Last week, a non-profit research organization called CDP, (formerly the Carbon Disclosure Project ), reported the carbon pricing outlook of 29 major U.S. corporations. These companies include many leaders in the energy and utility industry. Many of them have denied the existence of climate change and actively opposed all efforts to address it. The companies include:
It's big news whenever a huge and successful corporation acknowledges that the external environment has changed and the company needs to remake itself or perish. It's rare. Most big companies become prisoners of the world-view that made them successful.
This trap of mindset was first profiled in a landmark Harvard Business Review article – "Marketing Myopia" – which nearly every MBA student encounters at some point. There, author Theodore Levitt pointed out that most companies identify themselves in terms of the technology and processes they have mastered rather than the services they truly provide. Railroad companies like Penn Central saw themselves in the railroad business rather than the transportation business, so they never bothered to invest in commercial aviation. Computing companies like Digital Equipment saw themselves as in the hardware business rather than the information services business and missed the turn to personal computing. And Kodak thought the future would always come in Little Yellow Boxes, right up to the very end. They never realized they were in the memories business rather than the film business. When the internet hit, the same type of blindness brought down more category leaders. Remember Encyclopedia Britannica?
It's hard for a company like Exxon Mobile to embrace the reality that it is truly in the energy business rather than the oil business. This shift means planning for a future in which oil will account for less than half its revenues and profits. It means figuring out a way to make money – huge amounts of money – from renewable sources and other energy-related services such as power storage and energy-saving innovations. It means writing off stranded assets that are no longer productive in the changed world.

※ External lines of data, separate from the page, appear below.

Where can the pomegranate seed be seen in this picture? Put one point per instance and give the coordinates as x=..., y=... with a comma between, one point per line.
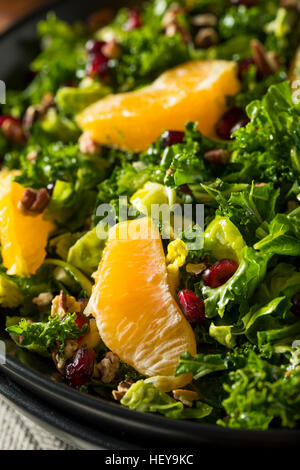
x=296, y=305
x=8, y=118
x=169, y=138
x=98, y=66
x=80, y=371
x=134, y=21
x=244, y=65
x=219, y=273
x=229, y=121
x=246, y=3
x=192, y=307
x=94, y=47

It means leaving behind strategic advantages that have been acquired with great difficulty and expense over the years, such as the know-how of deep water oil extraction or the political skill to install pliant regimes in key oil-exporting nations.
But the change can be managed. We've seen it done by a few leaders in other industries. While most of the mainframe and minicomputer companies crashed and burned, IBM transformed itself from a mainframe company to a software and services company. Great things happen when urgent necessity is met with entrepreneurship and innovation.
Let's applaud the recognition by leading energy and utility companies that the world has changed. Once they embrace the change they will bring to bear their full resources and cleverness to figure out how to make money from it. And once they are confident they can make money in the changed world, they can stop dragging their heels. Just as Wal-Mart led the way in making compact fluorescent bulbs cheap, reliable and easy on the eyes, the innovators among energy and utility companies can take up the challenge of deploying renewable sources at global scale. That is how capitalism is supposed to work. Now, perhaps, we can get on with it.